Topiramate

Abstract

Clinical evidence is emerging that topiramate (TPM) may be effective in pediatric epilepsies. Topiramate pharmacokinetics appear to be linear in children when administered in dosages up to 9 mg/kg/d. Mean oral clearance is 44% to 54% higher in children when compared with historical data from adults; steady-state plasma TPM concentrations for the same mg/kg dose are expected to be 33% lower in children.
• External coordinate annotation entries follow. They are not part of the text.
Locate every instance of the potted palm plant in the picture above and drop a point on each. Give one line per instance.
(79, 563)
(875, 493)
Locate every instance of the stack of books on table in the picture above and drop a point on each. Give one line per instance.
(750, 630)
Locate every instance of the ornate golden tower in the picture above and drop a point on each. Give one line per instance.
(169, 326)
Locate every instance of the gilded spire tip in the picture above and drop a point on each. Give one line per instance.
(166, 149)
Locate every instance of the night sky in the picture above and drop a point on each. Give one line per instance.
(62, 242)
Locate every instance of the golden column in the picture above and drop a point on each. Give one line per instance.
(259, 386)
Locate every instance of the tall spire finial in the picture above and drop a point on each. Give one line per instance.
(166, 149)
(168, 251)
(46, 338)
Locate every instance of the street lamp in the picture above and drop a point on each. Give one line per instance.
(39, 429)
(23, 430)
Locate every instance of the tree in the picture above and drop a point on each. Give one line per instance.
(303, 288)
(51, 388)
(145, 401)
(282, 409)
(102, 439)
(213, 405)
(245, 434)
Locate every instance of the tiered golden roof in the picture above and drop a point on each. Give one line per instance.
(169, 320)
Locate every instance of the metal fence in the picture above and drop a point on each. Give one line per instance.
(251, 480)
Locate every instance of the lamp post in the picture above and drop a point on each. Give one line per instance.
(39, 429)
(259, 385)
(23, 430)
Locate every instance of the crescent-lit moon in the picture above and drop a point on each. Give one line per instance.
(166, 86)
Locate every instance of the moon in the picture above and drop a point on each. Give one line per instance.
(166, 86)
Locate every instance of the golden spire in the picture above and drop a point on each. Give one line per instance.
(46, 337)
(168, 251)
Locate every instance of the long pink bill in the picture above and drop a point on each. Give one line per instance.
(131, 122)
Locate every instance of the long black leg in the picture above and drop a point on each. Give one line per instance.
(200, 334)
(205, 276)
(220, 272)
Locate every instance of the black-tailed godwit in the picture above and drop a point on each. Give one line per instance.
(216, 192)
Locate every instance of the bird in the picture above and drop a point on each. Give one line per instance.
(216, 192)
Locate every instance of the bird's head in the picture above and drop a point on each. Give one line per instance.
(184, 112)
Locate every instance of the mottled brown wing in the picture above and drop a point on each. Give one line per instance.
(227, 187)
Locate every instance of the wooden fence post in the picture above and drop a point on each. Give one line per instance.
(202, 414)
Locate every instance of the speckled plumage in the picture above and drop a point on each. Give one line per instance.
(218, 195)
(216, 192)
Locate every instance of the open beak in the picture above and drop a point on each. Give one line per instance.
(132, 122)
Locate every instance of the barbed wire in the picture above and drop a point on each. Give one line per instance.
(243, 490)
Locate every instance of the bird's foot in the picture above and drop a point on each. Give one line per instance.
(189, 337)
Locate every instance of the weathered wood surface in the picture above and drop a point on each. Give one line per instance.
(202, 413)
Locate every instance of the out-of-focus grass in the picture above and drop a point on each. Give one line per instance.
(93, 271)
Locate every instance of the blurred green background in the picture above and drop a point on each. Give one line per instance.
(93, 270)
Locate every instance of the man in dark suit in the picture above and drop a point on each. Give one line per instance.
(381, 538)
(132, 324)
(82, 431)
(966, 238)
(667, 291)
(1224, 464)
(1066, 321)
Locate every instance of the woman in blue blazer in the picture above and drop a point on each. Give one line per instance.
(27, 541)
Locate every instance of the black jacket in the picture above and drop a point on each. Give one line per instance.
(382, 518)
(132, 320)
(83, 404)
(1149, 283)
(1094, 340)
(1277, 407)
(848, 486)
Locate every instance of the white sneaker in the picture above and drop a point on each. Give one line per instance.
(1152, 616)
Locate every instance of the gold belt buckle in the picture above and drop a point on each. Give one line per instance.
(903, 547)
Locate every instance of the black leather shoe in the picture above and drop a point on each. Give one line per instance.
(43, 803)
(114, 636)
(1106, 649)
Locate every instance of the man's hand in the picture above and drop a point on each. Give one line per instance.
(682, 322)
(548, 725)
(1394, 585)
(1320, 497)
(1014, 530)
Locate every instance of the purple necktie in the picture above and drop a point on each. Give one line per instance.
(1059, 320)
While double-blind, placebo-controlled trials of adjunctive TPM therapy in Lennox-Gastaut syndrome, primary generalized tonic-clonic seizures, and refractory partial-onset seizures in children are ongoing, preliminary results of pilot studies and the open-label extension phases of these double-blind studies suggest TPM may be effective as adjunctive therapy in a broad range of seizure disorders. In the open-label extension phase of a double-blind trial, the proportion of patients with Lennox-Gastaut syndrome experiencing 50% or greater reduction in seizures was 47%. Likewise, seizures were reduced 50% or more with TPM adjunctive therapy in 64% of children with partial-onset seizures and in 67% of patients with primary generalized tonic-clonic seizures treated with open-label during the extension phase of two separate double-blind studies. Preliminary experience suggests that TPM monotherapy can be successfully substituted for another antiepileptic drug in some children. The results of the well-controlled trials are needed to confirm these preliminary observations of TPM effectiveness in pediatric epilepsies.